The Love Dare
- Author: Alex Kendrick Stephen Kendrick
- Genre: Marriage
- Publisher: B & H Publishing Group
- Publication date: 2008
- Pages: 224
- ISBN: 0-8054-4885-3

= The Love Dare =

2008 book by Alex and Stephen Kendrick

The Love Dare is a non-fiction marriage-related book written by Alex and Stephen Kendrick. It is a 40-day Christian devotional designed to strengthen marriages. Each daily devotion includes scripture, a statement of principle, the day's "dare," (such as "Resolve to say nothing negative to your spouse at all") and a journaling area and check box to chart progress. It is used in the storyline for the 2008 film, Fireproof, which is directed by author Alex Kendrick. For Valentine's Day, Day 1 and Day 2 of The Love Dare were published on the Baptist Press' website, with permission of B & H Publishing Group.

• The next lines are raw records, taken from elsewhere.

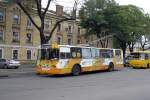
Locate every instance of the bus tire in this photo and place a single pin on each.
(76, 70)
(111, 67)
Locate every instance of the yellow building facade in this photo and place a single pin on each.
(19, 39)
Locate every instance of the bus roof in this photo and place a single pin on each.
(79, 46)
(141, 52)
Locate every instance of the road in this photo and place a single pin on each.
(127, 84)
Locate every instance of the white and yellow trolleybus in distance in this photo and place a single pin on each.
(68, 59)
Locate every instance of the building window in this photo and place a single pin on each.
(46, 24)
(69, 29)
(78, 42)
(15, 37)
(1, 53)
(58, 40)
(15, 19)
(1, 35)
(1, 16)
(29, 54)
(79, 30)
(15, 54)
(69, 41)
(28, 37)
(29, 23)
(59, 28)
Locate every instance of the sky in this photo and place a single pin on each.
(68, 4)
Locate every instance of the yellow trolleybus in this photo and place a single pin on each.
(67, 59)
(140, 59)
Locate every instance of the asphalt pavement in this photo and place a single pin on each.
(127, 84)
(22, 70)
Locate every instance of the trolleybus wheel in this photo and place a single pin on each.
(111, 67)
(76, 70)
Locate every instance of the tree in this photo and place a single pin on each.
(93, 19)
(145, 32)
(41, 13)
(125, 22)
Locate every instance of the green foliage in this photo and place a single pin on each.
(92, 16)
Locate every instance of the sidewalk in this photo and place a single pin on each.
(22, 70)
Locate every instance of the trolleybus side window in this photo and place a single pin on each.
(86, 53)
(118, 54)
(106, 53)
(76, 52)
(95, 52)
(52, 53)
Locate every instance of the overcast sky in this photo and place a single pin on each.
(68, 4)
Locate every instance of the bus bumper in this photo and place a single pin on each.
(52, 71)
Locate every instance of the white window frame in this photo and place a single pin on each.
(2, 52)
(3, 34)
(26, 54)
(2, 13)
(17, 37)
(15, 16)
(27, 38)
(29, 21)
(13, 53)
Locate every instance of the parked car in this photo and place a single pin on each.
(127, 59)
(4, 63)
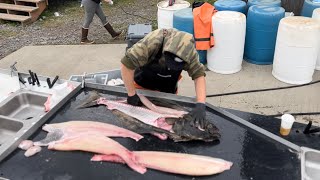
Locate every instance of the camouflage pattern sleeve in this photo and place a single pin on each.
(143, 51)
(195, 69)
(183, 45)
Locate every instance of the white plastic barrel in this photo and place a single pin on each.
(296, 50)
(316, 15)
(229, 28)
(165, 12)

The Love Dare has sold over 3.5 million copies, with at least four million copies in print. It has spent over 130 weeks on The New York Times Paperback Advice & Misc. Best Seller list, and received the Platinum Award (more than 1 million sold) from the Evangelical Christian Publishers Association (EPCA) in April 2009. It has been translated into over 20 languages. Alex and Stephen Kendrick wrote a second book released fall 2009, "Love Dare Day by Day", a one-year devotional for couples.

== Charts ==
- #1 twice on the New York Times Best Seller list.
- #7 non-fiction on Amazon.ca (Canadian).